How to inspect text with this tool
Paste any text into the input. The tool shows a summary — how many characters (codepoints), how the count differs from the UTF-16 length, how many bytes it is in UTF-8, and how many invisible or non-ASCII characters it contains — followed by a per-character table. Each row gives the glyph, the Unicode codepoint in U+ and decimal form, a name or category, the UTF-8 byte sequence, the UTF-16 code units, and ready-to-paste JavaScript and HTML escapes. Rows that are invisible or confusable are highlighted. Use Copy cleaned text to get the same text with the invisible characters removed. Nothing is uploaded.
Hidden and invisible characters
Plenty of valid Unicode characters render as nothing at all. Zero-width characters — the zero-width space (U+200B), zero-width joiner and non-joiner (U+200D, U+200C), and the word joiner (U+2060) — take up no visible room. The byte-order mark (U+FEFF) sneaks in at the start of files. Bidirectional controls (U+202A–U+202E and the isolates U+2066–U+2069) can reorder how text displays without changing its stored order, the basis of the "Trojan Source" attack. Variation selectors (U+FE00–U+FE0F) and Unicode tag characters (U+E0000–U+E007F) are invisible too and can be packed between visible letters to hide data. This tool surfaces all of them, so text that looks ordinary but carries hidden payload is exposed at a glance.
AI watermarks and tracked text
Invisible characters are increasingly used to watermark or fingerprint text — including some AI-generated output and "leaked document" traps — by inserting zero-width or tag characters in a pattern between the visible words. Because these marks are nothing more than hidden codepoints, an inspector that lists every character makes them visible, and stripping them returns clean text. Paste a suspect message or a copied AI response, check the flagged rows, and copy the cleaned version to remove the hidden marks. No detector can promise to catch every conceivable scheme, but the common watermarking characters are exactly the invisible codepoints this tool flags.
Confusable homoglyphs
Some characters are visible but deceptive: the Cyrillic а (U+0430) and Latin a (U+0061) look identical, as do Greek and full-width lookalikes. These confusables are how spoofed domain names and impersonating usernames are built, and how code can hide an identifier that is not what it appears. The inspector flags common homoglyphs and shows the ASCII letter they imitate, so a string that reads as plain English but is secretly mixed-script gives itself away.

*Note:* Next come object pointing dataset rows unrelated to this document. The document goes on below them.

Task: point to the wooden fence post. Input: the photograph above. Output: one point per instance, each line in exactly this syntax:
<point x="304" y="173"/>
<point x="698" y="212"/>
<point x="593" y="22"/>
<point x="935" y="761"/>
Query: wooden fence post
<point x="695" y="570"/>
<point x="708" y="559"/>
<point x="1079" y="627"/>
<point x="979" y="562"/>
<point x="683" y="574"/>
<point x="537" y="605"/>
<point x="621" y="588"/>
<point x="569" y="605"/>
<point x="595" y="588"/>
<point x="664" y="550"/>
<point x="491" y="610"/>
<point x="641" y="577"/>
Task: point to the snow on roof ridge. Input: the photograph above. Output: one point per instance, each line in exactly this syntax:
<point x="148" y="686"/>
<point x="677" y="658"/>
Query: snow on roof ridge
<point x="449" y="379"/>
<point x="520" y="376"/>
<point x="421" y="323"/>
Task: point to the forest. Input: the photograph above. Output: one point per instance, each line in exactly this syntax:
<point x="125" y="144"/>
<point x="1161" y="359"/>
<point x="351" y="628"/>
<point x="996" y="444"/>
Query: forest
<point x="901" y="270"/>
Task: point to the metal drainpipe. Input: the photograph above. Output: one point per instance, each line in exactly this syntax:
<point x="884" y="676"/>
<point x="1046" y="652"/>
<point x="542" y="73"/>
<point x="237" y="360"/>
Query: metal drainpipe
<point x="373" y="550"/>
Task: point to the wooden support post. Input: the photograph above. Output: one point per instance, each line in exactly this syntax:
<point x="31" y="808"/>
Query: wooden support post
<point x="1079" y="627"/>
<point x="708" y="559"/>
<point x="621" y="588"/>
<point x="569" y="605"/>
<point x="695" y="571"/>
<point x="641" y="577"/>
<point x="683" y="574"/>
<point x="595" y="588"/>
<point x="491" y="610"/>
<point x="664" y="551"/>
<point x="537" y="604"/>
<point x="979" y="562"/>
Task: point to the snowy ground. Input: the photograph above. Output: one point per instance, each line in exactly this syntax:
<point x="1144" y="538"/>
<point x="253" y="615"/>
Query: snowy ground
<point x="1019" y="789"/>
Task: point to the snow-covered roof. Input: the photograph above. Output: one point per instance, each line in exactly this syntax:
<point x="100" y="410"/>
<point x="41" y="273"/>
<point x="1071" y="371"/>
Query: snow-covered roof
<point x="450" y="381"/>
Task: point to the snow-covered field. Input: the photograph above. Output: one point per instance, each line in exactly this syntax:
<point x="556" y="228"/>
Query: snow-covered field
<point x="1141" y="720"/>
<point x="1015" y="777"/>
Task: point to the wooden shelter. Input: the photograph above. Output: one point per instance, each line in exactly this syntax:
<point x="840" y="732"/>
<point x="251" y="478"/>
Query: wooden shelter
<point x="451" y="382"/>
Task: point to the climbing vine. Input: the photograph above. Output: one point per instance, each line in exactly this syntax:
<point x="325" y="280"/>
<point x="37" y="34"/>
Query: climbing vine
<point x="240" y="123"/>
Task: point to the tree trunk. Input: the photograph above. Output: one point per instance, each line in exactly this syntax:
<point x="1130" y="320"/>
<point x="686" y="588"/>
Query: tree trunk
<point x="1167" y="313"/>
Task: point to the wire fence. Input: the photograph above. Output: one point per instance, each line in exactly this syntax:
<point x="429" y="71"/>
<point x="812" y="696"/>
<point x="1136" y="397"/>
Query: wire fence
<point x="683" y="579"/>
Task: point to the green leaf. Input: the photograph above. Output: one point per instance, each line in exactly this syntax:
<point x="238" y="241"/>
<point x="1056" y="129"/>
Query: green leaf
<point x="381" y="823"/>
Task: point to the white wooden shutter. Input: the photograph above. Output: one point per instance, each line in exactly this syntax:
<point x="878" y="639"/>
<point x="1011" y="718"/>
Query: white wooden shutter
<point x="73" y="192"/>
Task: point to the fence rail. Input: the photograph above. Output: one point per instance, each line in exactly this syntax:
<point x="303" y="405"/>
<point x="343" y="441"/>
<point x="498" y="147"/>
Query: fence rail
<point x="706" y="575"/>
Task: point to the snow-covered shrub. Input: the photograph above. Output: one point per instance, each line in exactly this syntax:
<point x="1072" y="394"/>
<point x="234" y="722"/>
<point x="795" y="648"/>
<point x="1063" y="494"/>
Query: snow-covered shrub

Why a local Unicode inspector matters
The text you check for hidden characters is often exactly the text you would not want to upload — a private message you suspect is tracked, an internal document, a prompt, or source code. Sending it to an online analyzer to "find the invisible characters" hands the whole thing to a third-party server. The point of the check is privacy, so the check itself should be private.
This tool is plain JavaScript that runs inside your own browser tab. Codepoint iteration, the invisible-character scan and the homoglyph check all happen in memory on your device, with no network request, no account and no logging. Close the tab and the text is gone. That is the gitime.dev approach across the board: deterministic, dependency-light developer tools that keep your data where it belongs.
- Per-character codepoint, UTF-8/16 bytes and escapes.
- Detects zero-width, bidi, tag and variation-selector characters.
- Flags confusable homoglyphs and unusual spaces.
- Copy cleaned text with invisible marks removed.
- Everything stays on your device — no upload, no logging.
Frequently asked questions
- Is my text uploaded anywhere?
- No. Analysis runs in your browser. Pasted text never leaves your device.
- Can it find hidden or invisible characters?
- Yes — zero-width characters, the BOM, bidi controls, variation selectors, tag characters and unusual spaces, with a one-click cleaned copy.
- Does it detect AI watermark characters?
- It flags the invisible codepoints commonly used as watermarks; listing and stripping them reveals and removes them, though no tool catches every scheme.
- What does the per-character table show?
- Glyph, codepoint (U+ and decimal), name/category, UTF-8 bytes, UTF-16 units and JavaScript/HTML escapes, with flagged rows for invisible or confusable characters.